Onze-heures-trente fouilla encore dans les monceaux de papiers et pécha une revue du bout des doigts.

 Attends. Je te lis ma chronique préférée. C'est un chef-d'œuvre. « L'esprit juif continue son travail de sape et affirme insidieusement son internationalisme délétère.
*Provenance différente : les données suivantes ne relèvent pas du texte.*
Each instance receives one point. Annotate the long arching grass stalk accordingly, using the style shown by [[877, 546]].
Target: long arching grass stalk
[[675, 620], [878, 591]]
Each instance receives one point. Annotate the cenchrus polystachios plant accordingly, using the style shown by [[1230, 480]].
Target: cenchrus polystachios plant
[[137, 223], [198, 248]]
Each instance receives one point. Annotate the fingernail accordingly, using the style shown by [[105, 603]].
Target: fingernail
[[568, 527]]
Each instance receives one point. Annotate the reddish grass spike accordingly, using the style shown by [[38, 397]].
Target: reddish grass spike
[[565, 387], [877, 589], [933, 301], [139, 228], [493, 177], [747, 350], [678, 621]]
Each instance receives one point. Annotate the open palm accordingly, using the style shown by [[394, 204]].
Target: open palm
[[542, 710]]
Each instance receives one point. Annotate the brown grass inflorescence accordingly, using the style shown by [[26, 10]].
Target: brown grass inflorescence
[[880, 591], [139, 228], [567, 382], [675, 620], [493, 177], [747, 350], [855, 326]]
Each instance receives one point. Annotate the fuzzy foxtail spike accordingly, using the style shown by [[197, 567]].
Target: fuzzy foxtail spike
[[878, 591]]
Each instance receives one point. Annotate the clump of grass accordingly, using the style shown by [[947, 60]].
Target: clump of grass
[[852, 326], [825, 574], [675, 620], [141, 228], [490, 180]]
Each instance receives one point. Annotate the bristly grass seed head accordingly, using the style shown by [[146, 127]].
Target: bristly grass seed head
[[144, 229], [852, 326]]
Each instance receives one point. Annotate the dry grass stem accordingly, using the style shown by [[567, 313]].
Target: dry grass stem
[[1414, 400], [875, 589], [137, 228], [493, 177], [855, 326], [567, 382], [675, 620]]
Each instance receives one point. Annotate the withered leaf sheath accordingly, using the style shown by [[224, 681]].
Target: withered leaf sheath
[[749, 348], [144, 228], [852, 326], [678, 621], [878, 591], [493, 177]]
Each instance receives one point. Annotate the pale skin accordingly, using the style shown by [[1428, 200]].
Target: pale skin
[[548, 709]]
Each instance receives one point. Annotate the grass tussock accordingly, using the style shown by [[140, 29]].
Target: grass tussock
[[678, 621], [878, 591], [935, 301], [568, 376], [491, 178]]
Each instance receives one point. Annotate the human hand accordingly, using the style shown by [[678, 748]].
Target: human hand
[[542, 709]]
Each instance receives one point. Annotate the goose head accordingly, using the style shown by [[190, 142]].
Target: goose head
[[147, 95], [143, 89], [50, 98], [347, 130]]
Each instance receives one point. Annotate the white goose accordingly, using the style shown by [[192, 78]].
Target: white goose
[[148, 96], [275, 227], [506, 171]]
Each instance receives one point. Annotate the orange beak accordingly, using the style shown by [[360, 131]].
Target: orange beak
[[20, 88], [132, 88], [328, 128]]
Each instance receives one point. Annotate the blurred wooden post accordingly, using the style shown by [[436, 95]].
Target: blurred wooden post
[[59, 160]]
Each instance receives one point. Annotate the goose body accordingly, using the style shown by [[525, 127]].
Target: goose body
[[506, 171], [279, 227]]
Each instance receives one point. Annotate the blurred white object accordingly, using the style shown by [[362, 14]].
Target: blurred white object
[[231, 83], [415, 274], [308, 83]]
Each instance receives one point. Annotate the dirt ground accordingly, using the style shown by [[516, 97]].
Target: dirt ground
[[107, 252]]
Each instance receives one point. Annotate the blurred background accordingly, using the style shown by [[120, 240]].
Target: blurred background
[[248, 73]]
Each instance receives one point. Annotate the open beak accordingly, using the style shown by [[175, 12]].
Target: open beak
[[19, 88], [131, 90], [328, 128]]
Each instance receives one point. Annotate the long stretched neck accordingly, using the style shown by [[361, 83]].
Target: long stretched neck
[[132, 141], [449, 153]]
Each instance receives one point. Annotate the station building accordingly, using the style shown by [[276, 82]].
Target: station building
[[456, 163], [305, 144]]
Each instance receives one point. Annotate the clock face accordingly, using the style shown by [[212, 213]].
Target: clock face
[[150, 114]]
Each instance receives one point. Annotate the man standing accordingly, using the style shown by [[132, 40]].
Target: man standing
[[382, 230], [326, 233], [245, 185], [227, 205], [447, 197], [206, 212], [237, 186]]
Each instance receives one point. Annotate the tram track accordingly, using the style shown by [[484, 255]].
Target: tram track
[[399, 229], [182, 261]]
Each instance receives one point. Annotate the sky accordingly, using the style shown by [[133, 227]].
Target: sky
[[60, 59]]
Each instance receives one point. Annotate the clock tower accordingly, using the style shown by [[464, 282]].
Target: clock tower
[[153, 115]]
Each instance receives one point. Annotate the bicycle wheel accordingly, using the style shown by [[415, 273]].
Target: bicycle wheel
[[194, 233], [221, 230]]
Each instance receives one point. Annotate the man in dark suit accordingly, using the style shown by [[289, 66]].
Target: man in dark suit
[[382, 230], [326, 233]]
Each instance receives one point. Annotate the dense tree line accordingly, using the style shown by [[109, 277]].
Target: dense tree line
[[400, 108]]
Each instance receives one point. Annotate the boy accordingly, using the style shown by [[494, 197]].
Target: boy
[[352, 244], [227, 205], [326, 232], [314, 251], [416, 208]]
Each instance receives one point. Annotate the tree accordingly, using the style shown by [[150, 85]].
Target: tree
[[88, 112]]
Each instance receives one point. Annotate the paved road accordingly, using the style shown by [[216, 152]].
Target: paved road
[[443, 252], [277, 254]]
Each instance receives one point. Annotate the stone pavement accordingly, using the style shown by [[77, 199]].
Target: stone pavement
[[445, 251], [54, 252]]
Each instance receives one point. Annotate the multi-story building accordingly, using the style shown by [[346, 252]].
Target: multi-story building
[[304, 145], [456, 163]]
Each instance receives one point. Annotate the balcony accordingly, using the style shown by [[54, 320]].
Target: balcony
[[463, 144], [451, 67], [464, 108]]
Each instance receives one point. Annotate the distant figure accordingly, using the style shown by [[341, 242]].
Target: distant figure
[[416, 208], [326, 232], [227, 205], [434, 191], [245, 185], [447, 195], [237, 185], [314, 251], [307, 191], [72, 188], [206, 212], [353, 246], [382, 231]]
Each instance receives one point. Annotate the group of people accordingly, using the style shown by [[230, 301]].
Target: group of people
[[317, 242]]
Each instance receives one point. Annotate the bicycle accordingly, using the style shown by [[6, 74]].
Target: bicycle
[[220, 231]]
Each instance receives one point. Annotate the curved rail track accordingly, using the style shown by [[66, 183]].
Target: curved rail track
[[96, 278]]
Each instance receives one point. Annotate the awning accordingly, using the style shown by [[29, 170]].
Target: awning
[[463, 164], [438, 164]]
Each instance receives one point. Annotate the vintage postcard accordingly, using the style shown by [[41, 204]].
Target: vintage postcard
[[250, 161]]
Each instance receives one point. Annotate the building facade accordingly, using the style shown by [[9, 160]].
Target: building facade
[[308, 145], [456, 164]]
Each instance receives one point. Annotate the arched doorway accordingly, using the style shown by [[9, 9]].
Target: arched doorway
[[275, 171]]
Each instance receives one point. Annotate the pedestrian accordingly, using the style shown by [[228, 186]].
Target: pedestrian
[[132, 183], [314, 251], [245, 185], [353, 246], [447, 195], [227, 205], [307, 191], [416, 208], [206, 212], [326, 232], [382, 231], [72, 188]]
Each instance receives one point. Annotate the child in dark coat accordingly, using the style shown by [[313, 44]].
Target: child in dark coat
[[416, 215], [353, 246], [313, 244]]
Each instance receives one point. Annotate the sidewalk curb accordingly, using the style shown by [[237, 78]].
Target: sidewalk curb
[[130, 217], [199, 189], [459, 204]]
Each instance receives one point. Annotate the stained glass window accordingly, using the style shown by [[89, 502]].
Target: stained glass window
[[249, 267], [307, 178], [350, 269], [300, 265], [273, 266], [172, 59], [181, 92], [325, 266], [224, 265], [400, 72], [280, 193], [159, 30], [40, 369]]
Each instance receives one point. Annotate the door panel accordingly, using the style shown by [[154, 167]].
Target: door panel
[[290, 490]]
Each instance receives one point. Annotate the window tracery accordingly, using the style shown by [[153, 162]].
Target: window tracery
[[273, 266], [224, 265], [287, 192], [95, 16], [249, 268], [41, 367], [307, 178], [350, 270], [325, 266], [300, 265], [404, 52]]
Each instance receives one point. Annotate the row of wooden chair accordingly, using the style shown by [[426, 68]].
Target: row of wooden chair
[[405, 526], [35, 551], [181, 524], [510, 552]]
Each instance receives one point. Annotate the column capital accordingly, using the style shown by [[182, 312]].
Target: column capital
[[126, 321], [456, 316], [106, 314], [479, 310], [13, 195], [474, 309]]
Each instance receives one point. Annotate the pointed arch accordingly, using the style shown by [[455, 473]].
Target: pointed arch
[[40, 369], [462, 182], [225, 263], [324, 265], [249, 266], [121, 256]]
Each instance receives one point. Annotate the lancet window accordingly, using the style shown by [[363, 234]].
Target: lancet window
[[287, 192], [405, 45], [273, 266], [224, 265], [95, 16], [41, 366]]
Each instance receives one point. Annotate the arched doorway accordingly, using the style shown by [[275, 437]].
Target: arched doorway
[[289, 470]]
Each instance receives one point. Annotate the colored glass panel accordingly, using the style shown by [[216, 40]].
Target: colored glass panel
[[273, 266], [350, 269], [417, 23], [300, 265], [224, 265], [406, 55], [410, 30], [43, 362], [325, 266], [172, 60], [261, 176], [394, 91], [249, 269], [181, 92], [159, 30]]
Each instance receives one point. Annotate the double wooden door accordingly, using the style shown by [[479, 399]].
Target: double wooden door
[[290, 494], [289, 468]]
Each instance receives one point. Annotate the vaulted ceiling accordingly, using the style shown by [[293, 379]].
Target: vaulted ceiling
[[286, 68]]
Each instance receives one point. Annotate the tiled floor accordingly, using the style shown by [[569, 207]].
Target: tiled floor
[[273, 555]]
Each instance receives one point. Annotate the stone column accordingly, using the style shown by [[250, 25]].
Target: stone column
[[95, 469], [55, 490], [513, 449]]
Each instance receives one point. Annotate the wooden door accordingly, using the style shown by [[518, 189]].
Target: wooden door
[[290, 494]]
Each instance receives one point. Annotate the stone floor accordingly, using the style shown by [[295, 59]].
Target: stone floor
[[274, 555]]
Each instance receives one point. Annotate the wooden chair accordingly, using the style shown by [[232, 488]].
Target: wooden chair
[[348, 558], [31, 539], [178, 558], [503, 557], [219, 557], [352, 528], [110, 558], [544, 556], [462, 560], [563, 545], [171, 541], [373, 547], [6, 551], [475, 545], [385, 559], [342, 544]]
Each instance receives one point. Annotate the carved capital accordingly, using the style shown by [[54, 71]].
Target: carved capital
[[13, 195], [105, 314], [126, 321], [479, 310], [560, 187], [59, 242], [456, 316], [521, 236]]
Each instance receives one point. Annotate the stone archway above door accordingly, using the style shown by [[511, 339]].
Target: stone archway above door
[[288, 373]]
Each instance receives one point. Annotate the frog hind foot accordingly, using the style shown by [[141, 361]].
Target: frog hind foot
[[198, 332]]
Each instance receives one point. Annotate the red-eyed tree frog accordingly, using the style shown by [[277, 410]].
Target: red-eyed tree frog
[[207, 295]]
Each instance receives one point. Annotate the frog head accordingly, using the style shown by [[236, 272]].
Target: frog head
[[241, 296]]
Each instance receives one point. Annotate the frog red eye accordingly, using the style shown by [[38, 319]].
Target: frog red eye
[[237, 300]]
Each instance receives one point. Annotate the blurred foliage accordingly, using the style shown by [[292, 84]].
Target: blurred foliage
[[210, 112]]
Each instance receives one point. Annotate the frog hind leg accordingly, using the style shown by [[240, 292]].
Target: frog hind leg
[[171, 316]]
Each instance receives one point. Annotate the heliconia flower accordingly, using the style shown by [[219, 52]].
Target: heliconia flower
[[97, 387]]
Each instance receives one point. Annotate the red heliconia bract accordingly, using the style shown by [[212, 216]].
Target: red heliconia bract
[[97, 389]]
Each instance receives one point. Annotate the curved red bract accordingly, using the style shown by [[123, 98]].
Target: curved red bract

Après le "Kubisme", l'art boche, qui encombra les premières années du siècle, voici la prétendue école de Paris, cette cohorte de jeunes indésirables, ignares et turbulents, qui ont colonisé le quartier de Montparnasse et tiennent leurs assises dans un café aussi fameux que fumeux, La Rotonde, ancien lieu parisien devenu un véritable salon de youpins et de métèques. Ils défendent un art qui n'a rien à voir avec l'origine nationale, un art ni français ni allemand, ni slave, ni espagnol, ni roumain, bref, un art juif. Le sens local, l'esprit local, le sujet local, la couleur locale souffrent par eux d'une décadence si certain qu’ils parlent d'un art international. Comment ne pas être effrayé de voir toutes les frontières et les limites se dissoudre ? Avez-vous vu les œuvres d'un Soutine, d'un Pascin ou d'un Adolf H. ? D'une médiocrité évidente, de coloris sales et d'une pauvreté de matière antifrançaise, tristes, scatologiques, anatomiques, elles sont fondées sur des réflexions doctrinales donc anti-artistiques. Le jour où la peinture est devenue une science spéculative, le Juif a pu en faire. Les calligraphes du Talmud achètent toiles et couleurs. Jusque-là, ils n'étaient que marchands ; désormais ils se croient créateurs. En réalité, le peuple déicide est aussi un peuple articide. Il... »

 Arrête, Onze, sinon je te lave la bouche an savon.

 Mais non, tu dois être fier. Te faire traiter de Juif, c'est la preuve que tu as réussi.

Moi, je suis très satisfaite de voir les crétins te cracher dessus.